COMMET: orders-of-magnitude speed-up in finite element method via batch-vectorized neural constitutive updates
Benjamin Alheit, Mathias Peirlinck, Siddhant Kumar
TL;DR
This work targets the computational bottleneck of neural constitutive models in finite element simulations by introducing COMMET, a framework that combines batch-vectorized assembly, compute-graph optimization (CGO) for exact analytical derivatives, and MPI-based parallelism. The proposed approach reorganizes the standard element-wise assembly into batched operations across many quadrature points, enabling SIMD-style acceleration and reduced memory footprints. CGO replaces expensive automatic differentiation with modular, forward-mode derivative calculations, delivering substantial runtime and memory savings. Across material-point tests, FE benchmarks, and a patient-specific heart inflation example, COMMET achieves up to three orders of magnitude speed-ups in constitutive updates and more than two orders in overall simulation time, with strong MPI scaling to thousands of cores. These results establish a practical pathway to deploy high-fidelity NCMs in large-scale computational mechanics and beyond, under an open-source framework that encourages broad adoption and extension.
Abstract
Constitutive evaluations often dominate the computational cost of finite element (FE) simulations whenever material models are complex. Neural constitutive models (NCMs) offer a highly expressive and flexible framework for modeling complex material behavior in solid mechanics.
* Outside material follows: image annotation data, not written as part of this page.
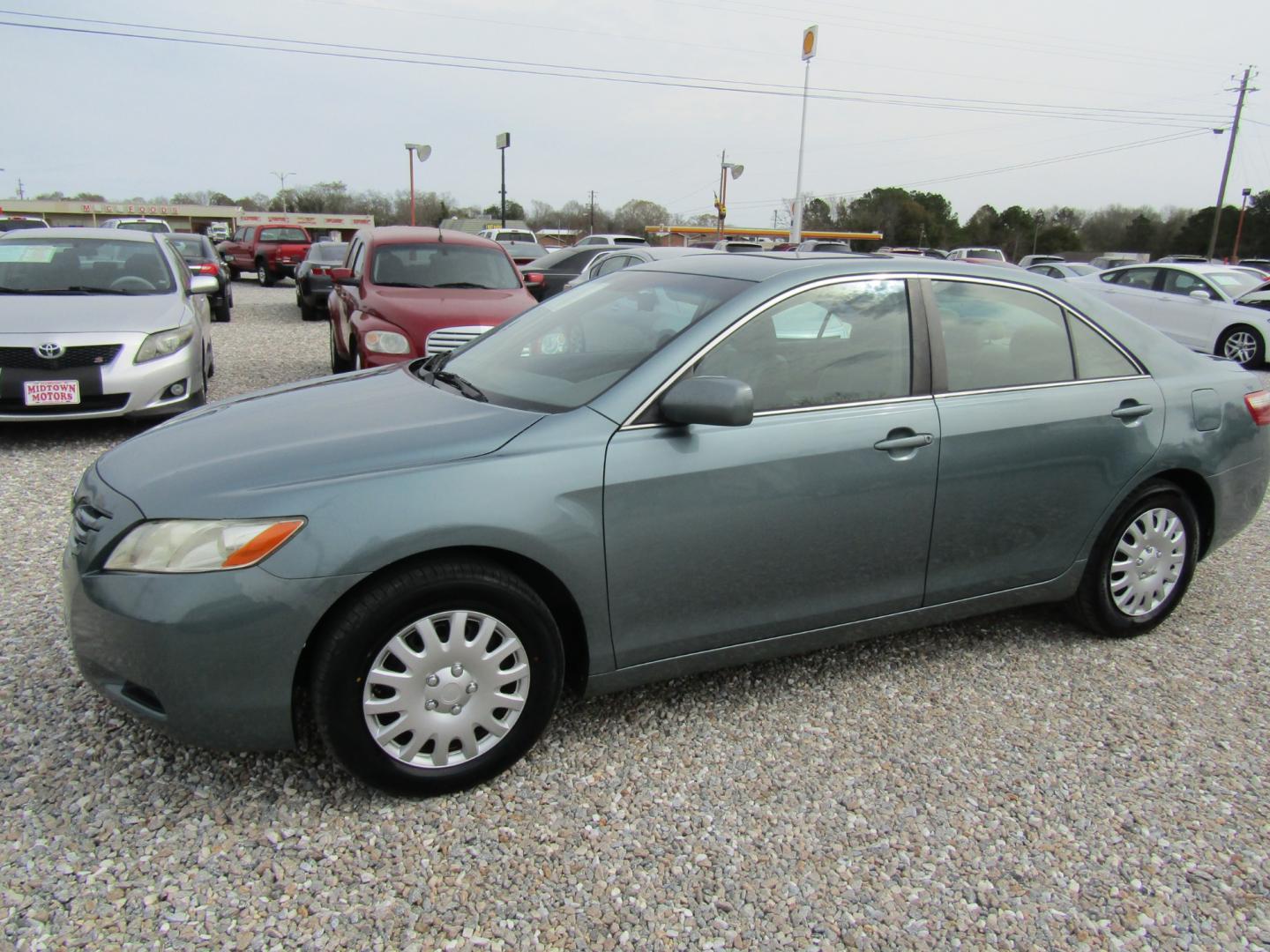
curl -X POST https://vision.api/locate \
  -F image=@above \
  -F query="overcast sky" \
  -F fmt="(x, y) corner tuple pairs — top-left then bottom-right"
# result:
(0, 0), (1270, 227)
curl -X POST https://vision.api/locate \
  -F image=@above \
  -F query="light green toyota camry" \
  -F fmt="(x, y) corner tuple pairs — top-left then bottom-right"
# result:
(64, 254), (1270, 794)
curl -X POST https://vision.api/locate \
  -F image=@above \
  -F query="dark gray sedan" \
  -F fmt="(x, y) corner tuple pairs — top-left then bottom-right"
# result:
(64, 254), (1270, 794)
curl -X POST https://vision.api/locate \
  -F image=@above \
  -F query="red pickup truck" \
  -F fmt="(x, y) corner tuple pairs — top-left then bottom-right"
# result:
(220, 225), (312, 288)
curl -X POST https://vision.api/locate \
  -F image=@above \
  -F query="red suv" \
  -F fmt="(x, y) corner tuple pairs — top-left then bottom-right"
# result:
(328, 226), (537, 373)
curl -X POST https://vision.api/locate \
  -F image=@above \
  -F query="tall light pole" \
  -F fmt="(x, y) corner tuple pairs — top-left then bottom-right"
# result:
(790, 26), (820, 245)
(494, 132), (512, 228)
(1234, 186), (1252, 264)
(405, 142), (432, 227)
(715, 148), (745, 240)
(1207, 66), (1258, 257)
(269, 171), (295, 213)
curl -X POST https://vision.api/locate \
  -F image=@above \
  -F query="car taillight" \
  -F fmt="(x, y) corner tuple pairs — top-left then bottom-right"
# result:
(1244, 390), (1270, 427)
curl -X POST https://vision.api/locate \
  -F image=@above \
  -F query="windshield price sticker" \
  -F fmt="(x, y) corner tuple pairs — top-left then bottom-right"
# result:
(21, 380), (78, 406)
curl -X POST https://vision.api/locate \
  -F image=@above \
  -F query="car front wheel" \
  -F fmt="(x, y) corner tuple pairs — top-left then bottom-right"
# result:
(311, 561), (564, 796)
(1072, 480), (1199, 637)
(1217, 324), (1266, 370)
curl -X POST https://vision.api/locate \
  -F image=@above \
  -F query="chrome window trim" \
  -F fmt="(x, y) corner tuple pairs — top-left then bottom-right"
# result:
(621, 393), (934, 430)
(618, 271), (930, 430)
(913, 274), (1151, 381)
(930, 373), (1151, 401)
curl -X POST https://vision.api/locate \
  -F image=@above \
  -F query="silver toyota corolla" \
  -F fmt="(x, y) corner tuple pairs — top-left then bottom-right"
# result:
(0, 228), (217, 420)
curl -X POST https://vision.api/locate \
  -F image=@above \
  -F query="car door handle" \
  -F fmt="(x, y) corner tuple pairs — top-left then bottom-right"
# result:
(874, 433), (935, 452)
(1111, 402), (1154, 420)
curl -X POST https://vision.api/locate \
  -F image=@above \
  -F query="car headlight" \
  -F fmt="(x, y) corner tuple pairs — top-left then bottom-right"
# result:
(132, 324), (194, 363)
(106, 518), (305, 572)
(362, 330), (410, 354)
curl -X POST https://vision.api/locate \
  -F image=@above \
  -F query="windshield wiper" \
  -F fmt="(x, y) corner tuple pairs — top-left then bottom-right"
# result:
(419, 350), (489, 404)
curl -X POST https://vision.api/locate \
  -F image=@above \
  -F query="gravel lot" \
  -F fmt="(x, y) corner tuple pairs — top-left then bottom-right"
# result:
(0, 282), (1270, 949)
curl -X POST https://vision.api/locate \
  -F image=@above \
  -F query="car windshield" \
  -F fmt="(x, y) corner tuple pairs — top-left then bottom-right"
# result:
(309, 242), (348, 263)
(168, 234), (212, 260)
(0, 219), (49, 231)
(370, 242), (520, 291)
(444, 271), (751, 413)
(0, 237), (176, 294)
(260, 228), (309, 243)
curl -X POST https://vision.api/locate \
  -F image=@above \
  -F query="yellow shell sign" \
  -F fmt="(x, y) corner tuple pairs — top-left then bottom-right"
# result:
(803, 26), (820, 60)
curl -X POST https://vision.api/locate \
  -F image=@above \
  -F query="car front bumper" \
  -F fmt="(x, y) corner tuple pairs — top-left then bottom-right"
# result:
(63, 542), (362, 750)
(0, 332), (205, 421)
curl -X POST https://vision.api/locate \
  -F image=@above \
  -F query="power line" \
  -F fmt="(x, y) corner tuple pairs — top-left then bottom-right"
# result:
(0, 9), (1218, 128)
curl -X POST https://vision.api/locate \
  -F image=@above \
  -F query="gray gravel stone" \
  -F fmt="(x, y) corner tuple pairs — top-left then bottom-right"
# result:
(0, 282), (1270, 949)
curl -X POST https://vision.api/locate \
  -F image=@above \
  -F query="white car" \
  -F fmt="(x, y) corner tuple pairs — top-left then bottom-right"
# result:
(572, 234), (647, 248)
(1074, 262), (1270, 368)
(0, 228), (220, 420)
(949, 248), (1005, 264)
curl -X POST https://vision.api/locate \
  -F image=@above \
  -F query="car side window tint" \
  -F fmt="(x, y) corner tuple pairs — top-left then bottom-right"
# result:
(1067, 314), (1139, 380)
(931, 280), (1076, 391)
(1164, 268), (1214, 297)
(595, 255), (634, 278)
(1111, 268), (1160, 291)
(695, 280), (912, 413)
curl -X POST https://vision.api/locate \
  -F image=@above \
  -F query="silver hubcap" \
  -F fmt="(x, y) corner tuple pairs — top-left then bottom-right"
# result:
(362, 612), (529, 768)
(1110, 509), (1186, 617)
(1226, 330), (1258, 363)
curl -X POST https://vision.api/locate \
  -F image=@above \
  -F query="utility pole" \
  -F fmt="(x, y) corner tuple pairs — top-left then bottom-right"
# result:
(1207, 66), (1258, 257)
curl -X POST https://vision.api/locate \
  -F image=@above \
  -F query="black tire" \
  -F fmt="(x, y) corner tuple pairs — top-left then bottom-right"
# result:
(1215, 324), (1266, 370)
(330, 320), (353, 373)
(1071, 480), (1199, 637)
(311, 560), (564, 797)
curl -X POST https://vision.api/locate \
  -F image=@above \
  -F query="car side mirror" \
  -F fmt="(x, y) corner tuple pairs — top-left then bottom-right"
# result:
(661, 377), (754, 427)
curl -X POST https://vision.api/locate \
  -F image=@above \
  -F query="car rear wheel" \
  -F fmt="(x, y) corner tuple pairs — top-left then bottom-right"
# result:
(1217, 324), (1266, 370)
(330, 321), (353, 373)
(1072, 480), (1199, 637)
(311, 560), (564, 796)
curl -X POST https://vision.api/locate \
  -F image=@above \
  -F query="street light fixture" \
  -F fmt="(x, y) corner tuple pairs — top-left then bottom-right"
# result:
(715, 150), (745, 240)
(405, 142), (432, 227)
(1234, 186), (1252, 264)
(269, 171), (295, 214)
(494, 132), (512, 228)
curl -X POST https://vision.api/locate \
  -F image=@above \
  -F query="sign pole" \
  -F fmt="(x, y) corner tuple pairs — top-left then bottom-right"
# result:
(790, 26), (819, 245)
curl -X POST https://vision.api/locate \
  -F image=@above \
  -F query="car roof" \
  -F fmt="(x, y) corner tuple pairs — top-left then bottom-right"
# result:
(0, 227), (157, 245)
(636, 251), (1049, 288)
(364, 225), (502, 248)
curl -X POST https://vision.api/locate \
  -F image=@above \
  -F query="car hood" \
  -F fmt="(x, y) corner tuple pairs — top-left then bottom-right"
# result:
(98, 364), (542, 518)
(366, 286), (537, 329)
(0, 294), (185, 334)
However, their practical adoption in large-scale FE simulations remains limited due to significant computational costs, especially in repeatedly evaluating stress and stiffness. NCMs thus represent an extreme case: their large computational graphs make stress and stiffness evaluations prohibitively expensive, restricting their use to small-scale problems. In this work, we introduce COMMET, an open-source FE framework whose architecture has been redesigned from the ground up to accelerate high-cost constitutive updates. Our framework features a novel assembly algorithm that supports batched and vectorized constitutive evaluations, compute-graph-optimized derivatives that replace automatic differentiation, and distributed-memory parallelism via MPI. These advances dramatically reduce runtime, with speed-ups exceeding three orders of magnitude relative to traditional non-vectorized automatic differentiation-based implementations. While we demonstrate these gains primarily for NCMs, the same principles apply broadly wherever for-loop based assembly or constitutive updates limit performance, establishing a new standard for large-scale, high-fidelity simulations in computational mechanics.